極悪同盟の中で、ダンプ松本と長与千種の間には特別な絆があった。しかし、次第に二人の確執が表面化していく。長与千種が団体内で頭角を現し始め、ダンプ松本に取って代わる存在として台頭したのだ。ライバル意識が激化した二人は、熾烈な戦いを繰り広げ、女子プロレス界に多くの名勝負を残した。
「長与千種とは、お互いに認め合ってこそ、戦える相手だった。
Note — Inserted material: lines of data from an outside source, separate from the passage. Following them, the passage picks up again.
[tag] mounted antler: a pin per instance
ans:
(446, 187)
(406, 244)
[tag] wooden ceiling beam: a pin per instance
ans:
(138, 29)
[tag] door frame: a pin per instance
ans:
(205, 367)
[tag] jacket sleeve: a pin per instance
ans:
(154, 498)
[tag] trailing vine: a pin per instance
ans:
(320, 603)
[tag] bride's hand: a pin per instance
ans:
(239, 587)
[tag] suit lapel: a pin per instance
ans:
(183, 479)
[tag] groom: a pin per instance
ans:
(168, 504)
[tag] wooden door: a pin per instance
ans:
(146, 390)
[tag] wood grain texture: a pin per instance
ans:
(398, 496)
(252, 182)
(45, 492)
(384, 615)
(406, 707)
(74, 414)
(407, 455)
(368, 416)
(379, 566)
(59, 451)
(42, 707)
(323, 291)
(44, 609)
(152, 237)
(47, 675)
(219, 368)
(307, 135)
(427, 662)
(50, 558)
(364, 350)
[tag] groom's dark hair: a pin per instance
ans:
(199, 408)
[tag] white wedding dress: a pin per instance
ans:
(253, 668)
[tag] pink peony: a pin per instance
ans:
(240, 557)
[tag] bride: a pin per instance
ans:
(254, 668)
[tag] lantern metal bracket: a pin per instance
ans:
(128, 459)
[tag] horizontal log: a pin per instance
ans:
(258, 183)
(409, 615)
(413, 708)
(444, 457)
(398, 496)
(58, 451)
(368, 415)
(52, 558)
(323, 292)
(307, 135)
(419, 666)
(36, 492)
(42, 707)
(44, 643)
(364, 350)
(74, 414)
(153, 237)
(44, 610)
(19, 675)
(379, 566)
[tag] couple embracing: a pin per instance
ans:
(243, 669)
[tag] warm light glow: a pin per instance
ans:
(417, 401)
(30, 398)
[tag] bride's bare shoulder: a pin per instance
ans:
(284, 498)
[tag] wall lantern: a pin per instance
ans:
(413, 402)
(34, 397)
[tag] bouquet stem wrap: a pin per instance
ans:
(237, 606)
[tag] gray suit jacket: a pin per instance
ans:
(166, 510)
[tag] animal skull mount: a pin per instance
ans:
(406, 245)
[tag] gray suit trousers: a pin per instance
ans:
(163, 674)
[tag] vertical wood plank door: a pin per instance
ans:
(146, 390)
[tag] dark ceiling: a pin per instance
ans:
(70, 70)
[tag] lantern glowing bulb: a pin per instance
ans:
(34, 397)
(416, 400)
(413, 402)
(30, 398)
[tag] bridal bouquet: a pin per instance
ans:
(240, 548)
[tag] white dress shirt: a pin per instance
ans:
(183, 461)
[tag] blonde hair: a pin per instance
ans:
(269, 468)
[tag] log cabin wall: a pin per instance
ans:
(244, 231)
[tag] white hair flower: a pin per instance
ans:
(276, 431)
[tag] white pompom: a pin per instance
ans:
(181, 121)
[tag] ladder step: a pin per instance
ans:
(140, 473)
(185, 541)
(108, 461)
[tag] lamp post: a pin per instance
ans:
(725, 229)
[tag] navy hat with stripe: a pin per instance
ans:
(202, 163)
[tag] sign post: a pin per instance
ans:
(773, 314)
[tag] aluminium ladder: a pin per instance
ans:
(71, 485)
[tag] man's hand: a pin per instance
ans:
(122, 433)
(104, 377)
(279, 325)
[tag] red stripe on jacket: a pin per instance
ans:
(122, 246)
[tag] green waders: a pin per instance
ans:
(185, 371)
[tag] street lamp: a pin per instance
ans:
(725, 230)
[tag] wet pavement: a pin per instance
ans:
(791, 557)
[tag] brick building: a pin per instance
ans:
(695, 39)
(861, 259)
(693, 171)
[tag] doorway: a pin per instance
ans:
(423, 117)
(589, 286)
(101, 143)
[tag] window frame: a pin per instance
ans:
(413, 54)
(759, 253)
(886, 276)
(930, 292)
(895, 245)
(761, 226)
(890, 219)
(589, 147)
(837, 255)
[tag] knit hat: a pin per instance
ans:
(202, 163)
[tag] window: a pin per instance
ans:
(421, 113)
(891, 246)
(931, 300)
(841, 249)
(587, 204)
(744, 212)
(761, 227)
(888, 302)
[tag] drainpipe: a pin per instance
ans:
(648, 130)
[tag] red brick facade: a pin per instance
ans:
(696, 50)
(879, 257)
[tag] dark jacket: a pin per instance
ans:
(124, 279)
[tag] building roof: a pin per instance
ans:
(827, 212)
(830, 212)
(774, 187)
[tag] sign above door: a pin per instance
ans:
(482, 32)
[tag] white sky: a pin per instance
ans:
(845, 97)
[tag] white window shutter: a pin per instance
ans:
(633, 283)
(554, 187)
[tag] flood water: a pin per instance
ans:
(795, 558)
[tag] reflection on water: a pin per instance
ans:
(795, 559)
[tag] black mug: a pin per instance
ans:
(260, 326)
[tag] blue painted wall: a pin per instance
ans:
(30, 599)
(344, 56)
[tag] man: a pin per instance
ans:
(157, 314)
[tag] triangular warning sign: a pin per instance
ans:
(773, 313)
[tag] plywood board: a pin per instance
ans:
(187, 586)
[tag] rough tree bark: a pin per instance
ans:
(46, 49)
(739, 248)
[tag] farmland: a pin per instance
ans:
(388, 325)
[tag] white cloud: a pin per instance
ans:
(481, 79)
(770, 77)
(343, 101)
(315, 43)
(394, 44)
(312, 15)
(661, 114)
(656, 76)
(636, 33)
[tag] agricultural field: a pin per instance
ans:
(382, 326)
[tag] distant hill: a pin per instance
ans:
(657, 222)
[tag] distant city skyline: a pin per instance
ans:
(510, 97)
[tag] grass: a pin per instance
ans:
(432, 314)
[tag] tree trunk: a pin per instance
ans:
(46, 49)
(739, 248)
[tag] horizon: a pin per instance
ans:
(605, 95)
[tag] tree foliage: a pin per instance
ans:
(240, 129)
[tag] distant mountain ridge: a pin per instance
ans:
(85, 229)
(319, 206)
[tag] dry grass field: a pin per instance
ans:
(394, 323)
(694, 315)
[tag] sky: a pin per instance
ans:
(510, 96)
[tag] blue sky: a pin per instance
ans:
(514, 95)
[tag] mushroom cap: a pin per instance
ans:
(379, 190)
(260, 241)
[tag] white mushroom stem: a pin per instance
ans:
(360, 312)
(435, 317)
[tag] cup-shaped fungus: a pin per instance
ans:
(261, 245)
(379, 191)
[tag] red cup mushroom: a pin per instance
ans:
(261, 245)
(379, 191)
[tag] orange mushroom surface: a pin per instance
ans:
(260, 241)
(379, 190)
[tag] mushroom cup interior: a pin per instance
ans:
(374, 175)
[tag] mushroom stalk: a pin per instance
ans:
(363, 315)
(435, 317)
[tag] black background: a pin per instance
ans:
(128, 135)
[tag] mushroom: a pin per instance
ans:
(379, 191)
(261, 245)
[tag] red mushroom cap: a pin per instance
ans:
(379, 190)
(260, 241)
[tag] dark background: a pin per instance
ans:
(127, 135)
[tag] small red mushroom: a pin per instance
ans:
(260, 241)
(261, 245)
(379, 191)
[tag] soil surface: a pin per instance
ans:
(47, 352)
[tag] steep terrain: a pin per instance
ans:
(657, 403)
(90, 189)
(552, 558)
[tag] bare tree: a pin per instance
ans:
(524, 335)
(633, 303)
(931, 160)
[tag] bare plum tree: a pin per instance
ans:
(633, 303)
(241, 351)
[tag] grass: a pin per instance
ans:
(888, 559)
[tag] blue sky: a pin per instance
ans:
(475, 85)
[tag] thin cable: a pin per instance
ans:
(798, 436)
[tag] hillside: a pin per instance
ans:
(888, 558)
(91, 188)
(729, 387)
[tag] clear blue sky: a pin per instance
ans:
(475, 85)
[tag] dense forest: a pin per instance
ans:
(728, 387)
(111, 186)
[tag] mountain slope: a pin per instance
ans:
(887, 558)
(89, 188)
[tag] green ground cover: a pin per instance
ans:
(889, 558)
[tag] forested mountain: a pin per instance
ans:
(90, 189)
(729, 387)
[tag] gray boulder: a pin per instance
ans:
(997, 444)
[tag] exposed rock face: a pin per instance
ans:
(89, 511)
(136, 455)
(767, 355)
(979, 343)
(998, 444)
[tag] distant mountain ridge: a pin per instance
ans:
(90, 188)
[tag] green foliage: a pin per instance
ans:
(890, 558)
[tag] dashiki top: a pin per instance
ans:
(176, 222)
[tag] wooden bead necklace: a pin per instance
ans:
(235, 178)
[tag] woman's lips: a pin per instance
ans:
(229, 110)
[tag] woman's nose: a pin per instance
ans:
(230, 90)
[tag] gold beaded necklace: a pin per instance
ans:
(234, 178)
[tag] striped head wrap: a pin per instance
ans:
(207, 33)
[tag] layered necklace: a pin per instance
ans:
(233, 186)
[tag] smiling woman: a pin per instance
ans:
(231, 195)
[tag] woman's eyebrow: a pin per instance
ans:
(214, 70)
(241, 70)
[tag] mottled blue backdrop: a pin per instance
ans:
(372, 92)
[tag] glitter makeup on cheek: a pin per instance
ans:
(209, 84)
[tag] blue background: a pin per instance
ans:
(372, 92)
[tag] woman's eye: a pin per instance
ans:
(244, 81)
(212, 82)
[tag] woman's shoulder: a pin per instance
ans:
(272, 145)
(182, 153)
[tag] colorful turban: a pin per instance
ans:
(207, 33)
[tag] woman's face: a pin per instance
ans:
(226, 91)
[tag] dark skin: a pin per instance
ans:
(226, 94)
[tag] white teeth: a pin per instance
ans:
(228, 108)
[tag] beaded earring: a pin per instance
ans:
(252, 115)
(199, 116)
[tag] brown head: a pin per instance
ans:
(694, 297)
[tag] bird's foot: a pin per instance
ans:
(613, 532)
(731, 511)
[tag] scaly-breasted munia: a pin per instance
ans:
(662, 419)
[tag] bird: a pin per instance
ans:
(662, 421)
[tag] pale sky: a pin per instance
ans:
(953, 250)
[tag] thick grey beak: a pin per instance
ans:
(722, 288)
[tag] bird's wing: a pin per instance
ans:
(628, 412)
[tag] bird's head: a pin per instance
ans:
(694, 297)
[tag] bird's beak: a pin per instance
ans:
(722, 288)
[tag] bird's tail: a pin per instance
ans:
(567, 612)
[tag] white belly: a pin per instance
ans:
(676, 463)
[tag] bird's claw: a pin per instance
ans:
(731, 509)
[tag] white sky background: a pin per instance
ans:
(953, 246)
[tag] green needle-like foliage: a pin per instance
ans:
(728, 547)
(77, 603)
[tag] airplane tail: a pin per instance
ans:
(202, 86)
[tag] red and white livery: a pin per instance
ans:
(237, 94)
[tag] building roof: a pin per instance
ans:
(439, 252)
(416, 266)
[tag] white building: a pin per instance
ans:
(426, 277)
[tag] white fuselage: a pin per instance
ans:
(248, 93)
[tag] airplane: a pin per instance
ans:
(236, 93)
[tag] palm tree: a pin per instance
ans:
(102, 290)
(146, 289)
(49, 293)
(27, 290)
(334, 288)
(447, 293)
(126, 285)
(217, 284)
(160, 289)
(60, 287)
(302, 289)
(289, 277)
でも、だからこそ、負けたくないという気持ちが強かった」とダンプ松本は語っている。

団体離脱と引退

1990年代に入ると、ダンプ松本は全日本女子プロレスを離脱し、フリーランスとして活動するようになる。その後、怪我や病気を理由に、2002年に引退を表明した。
「引退した時は、寂しさよりも安堵感の方が大きかった。自分の身体を限界まで酷使した分、やり切ったという思いがあった」とダンプ松本は述べている。

極悪伝説のその後

引退後も、ダンプ松本は芸能界で活躍を続け、タレントや女優としてテレビや舞台で活躍した。また、プロレスに対する情熱は今も衰えず、プロレス界のイベントや解説者としても活動している。
「プロレスは私のすべて。極悪同盟の時代も、引退した今も、私の心にプロレスが根付いている」とダンプ松本は力強く語る。
ダンプ松本が遺した極悪伝説は、女子プロレス界の永遠の宝として輝き続けるだろう。そして、その激動の人生の中に見えた、苦悩と葛藤、そしてプロレスに対する揺るぎない情熱は、多くの人々に感動を与え続けることだろう。